On flame height of circulation-controlled firewhirls with variable physical properties and in power-law vortices: A mass-diffusivity-ratio model correction

Abstract

This paper presents a theory on the flame height of circulation-controlled firewhirls, approximately combining variable physical properties, a power-law vortex model, and a mass-diffusivity-ratio model. The theoretical results show that the dimensionless flame height can be expressed as a multiplication of four dimensionless factors. The first factor is the stoichiometric-mixture-fraction-scaled Peclet number that was first identified by Chuah et al. (2011) in their theory based on the assumptions of Burgers vortex and constant physical properties. The second factor characterizes the axial flame-stretching effect found by Klimenko and Williams (2013) in their theory based on the assumptions of power-law strong vortex and constant physical properties. The third factor quantifies the effect of variable density, which was recently unveiled in Yu and Zhang's (2017) theory. The last factor describes the effect of distinct mass diffusivities of fuel and oxidizer, which has not been considered in the previous studies.
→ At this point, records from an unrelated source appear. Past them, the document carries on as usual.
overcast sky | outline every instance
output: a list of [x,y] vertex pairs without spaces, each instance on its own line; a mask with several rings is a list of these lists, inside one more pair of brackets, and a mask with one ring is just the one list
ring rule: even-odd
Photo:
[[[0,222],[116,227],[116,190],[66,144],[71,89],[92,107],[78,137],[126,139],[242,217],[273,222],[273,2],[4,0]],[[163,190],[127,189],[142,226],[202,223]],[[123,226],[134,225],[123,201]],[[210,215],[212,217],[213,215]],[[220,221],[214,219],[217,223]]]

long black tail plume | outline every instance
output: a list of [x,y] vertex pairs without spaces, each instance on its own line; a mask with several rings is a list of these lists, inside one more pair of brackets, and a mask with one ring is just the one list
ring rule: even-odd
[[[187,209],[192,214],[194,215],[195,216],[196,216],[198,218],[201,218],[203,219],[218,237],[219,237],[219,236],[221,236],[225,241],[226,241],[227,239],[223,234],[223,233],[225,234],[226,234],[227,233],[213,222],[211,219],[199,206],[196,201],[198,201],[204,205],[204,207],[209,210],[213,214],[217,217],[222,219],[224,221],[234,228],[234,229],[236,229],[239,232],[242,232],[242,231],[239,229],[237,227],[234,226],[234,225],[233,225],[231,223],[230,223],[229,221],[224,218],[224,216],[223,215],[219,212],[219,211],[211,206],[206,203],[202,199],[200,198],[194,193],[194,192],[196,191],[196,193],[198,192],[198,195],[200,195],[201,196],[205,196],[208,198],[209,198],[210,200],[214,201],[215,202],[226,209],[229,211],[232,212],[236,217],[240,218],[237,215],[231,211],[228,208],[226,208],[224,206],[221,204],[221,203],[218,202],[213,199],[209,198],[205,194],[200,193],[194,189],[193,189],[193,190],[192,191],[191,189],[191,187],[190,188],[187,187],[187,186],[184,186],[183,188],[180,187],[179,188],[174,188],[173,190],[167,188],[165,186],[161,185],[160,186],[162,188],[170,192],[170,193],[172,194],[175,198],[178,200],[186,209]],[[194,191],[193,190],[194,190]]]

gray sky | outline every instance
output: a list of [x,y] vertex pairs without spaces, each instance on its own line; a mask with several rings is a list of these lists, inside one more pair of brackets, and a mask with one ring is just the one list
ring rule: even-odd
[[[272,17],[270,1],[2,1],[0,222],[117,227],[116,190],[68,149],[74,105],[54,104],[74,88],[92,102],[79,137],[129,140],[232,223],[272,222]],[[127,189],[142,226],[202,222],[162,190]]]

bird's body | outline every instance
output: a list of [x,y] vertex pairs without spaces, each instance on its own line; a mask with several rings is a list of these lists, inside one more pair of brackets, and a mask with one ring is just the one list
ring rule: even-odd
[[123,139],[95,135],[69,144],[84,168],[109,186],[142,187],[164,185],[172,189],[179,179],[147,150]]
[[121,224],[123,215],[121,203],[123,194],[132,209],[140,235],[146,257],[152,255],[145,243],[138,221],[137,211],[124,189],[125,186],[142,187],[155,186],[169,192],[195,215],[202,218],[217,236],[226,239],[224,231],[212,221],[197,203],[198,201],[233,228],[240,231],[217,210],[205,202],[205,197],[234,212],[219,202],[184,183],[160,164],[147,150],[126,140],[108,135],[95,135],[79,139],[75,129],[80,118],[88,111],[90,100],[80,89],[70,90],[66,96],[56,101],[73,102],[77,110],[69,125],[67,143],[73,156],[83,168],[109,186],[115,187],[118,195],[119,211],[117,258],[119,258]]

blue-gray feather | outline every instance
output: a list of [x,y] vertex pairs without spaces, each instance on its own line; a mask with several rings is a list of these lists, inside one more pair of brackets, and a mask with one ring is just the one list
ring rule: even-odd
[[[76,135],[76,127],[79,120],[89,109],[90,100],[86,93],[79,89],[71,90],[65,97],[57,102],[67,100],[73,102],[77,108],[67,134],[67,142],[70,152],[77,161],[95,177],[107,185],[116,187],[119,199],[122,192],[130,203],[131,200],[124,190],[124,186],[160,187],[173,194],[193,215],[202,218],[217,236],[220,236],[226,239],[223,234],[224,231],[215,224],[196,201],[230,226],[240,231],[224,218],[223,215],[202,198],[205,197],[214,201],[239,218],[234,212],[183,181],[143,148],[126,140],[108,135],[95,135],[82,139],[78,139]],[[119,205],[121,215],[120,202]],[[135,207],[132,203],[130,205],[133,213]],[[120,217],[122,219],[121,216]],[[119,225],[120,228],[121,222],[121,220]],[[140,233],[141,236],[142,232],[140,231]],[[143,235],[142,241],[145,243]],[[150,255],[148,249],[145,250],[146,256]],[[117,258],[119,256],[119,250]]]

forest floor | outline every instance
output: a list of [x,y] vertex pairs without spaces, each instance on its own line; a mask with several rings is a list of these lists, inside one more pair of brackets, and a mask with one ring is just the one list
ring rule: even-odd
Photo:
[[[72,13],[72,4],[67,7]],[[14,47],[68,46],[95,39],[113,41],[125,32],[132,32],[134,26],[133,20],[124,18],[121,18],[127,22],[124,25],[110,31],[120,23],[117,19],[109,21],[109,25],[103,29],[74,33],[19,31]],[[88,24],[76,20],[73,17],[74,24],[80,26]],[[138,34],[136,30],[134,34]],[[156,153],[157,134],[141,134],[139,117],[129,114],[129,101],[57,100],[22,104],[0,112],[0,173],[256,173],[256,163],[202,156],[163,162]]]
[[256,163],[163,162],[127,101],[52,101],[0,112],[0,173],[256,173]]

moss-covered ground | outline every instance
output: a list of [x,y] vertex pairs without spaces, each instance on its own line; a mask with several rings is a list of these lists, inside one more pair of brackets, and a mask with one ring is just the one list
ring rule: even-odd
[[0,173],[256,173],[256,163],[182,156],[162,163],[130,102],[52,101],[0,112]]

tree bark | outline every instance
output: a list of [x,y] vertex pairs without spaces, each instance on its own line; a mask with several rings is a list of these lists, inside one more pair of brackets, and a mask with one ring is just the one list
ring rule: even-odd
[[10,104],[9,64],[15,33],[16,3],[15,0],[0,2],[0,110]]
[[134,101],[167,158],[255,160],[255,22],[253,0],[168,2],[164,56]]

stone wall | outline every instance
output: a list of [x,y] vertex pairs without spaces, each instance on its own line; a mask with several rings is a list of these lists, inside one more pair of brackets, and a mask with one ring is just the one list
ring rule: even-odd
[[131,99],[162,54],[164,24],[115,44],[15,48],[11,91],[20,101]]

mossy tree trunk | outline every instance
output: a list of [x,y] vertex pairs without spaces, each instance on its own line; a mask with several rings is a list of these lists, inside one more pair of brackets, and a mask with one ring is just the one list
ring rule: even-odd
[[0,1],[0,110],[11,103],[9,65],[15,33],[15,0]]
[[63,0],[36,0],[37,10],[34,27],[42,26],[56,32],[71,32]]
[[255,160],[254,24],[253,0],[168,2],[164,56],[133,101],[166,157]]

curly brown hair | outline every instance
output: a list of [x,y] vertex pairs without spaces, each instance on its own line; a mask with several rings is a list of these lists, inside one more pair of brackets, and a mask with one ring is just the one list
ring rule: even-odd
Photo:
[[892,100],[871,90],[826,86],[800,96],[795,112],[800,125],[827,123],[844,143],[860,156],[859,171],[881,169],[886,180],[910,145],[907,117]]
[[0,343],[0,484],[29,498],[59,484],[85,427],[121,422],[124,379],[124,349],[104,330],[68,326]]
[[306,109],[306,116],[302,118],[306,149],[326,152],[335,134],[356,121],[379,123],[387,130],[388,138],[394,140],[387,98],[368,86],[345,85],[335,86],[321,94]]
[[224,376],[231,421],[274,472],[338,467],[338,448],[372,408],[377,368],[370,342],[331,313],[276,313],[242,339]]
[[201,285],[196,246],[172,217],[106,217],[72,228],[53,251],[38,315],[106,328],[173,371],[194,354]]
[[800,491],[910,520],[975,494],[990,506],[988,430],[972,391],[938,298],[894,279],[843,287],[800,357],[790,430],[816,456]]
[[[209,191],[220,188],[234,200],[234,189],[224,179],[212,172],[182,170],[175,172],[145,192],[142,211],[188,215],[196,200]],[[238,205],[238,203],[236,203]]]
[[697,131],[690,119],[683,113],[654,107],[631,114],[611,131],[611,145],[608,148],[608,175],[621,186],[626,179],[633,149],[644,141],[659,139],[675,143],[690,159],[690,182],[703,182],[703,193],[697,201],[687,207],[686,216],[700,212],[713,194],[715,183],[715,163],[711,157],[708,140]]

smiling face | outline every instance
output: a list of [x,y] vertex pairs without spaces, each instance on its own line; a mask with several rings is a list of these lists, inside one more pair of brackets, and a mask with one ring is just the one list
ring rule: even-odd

Although integrating the first three factors in the theory would lead to an over-prediction to the flame height, accounting for the distinct mass diffusivities of fuel and oxidizer, leading to a mass-diffusivity-ratio model correction, results in the finding of a “reduction” mechanism for the flame height, which is comparable in order of magnitude with the other “enhancement” mechanisms obtained from considering either the power-law strong vortex or variable density.